Dammit, Jim, I’m an Engineer, not an English major!
API documentation is incredibly important, but unlike tutorials or other reference documents that can be written in conventional text editors or word processors with nice built in spell checkers, the public API of a Java project is conveyed through JavaDoc comments that are contained in source code right next to each class and method as they are declared. We necessarily find ourselves with tons of generated web pages covered in prose… and full of spelling mistakes.
So I’ve had it in mind for a while to run
aspell over the java-gnome sources. Raving insanity, that’s for sure. Spell check source code? Are you mad?
Well, being suitable euphoric on New Year’s Day, I decided “what the hell, why not” and gave it a try. One thing that was obvious was that I was going to end up with a ridiculous number of unknown words that were going to need adding. Rather than
filling my personal dictionary (the one in
$HOME) with tons of project specific crud, I used
aspell‘s -p option to specify a new word list in the project’s top level directory. Easy enough with
bzr — they’ve got a
bzr root command that tells you the path of the project root. Nice.

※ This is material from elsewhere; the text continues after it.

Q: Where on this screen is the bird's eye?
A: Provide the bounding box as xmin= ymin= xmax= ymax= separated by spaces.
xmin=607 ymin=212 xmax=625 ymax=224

Here’s the command line I used:
aspell -x -c -p `bzr root`/.aspell.en.pws -H Button.java
It worked pretty well. The tokens sure did add up in a hurry, though. Java language keywords? Ok, no problem. Class names? Sure, makes sense to add them — many had already turned up when spell-checking other documentation in the project. But uh oh: it wants to know about
x and every other bit of source code. Yikes. Quite the pain to add all that stuff while working through the files just to get to the JavaDoc and normal comments in order to fix the spelling in the text there.
But worth it… we now have spell checked API documentation!
What would really be neat is to write a little module for
aspell that adds a mode that understands to only spell check stuff between
*/ characters. The
-H flag above tells
aspell to ignore HTML markup, and there are modes for LaTeX and others. So hopefully a “source code” mode would be feasible, and I could start again and have a slightly better signal-to-noise ratio :)
Happy New Year!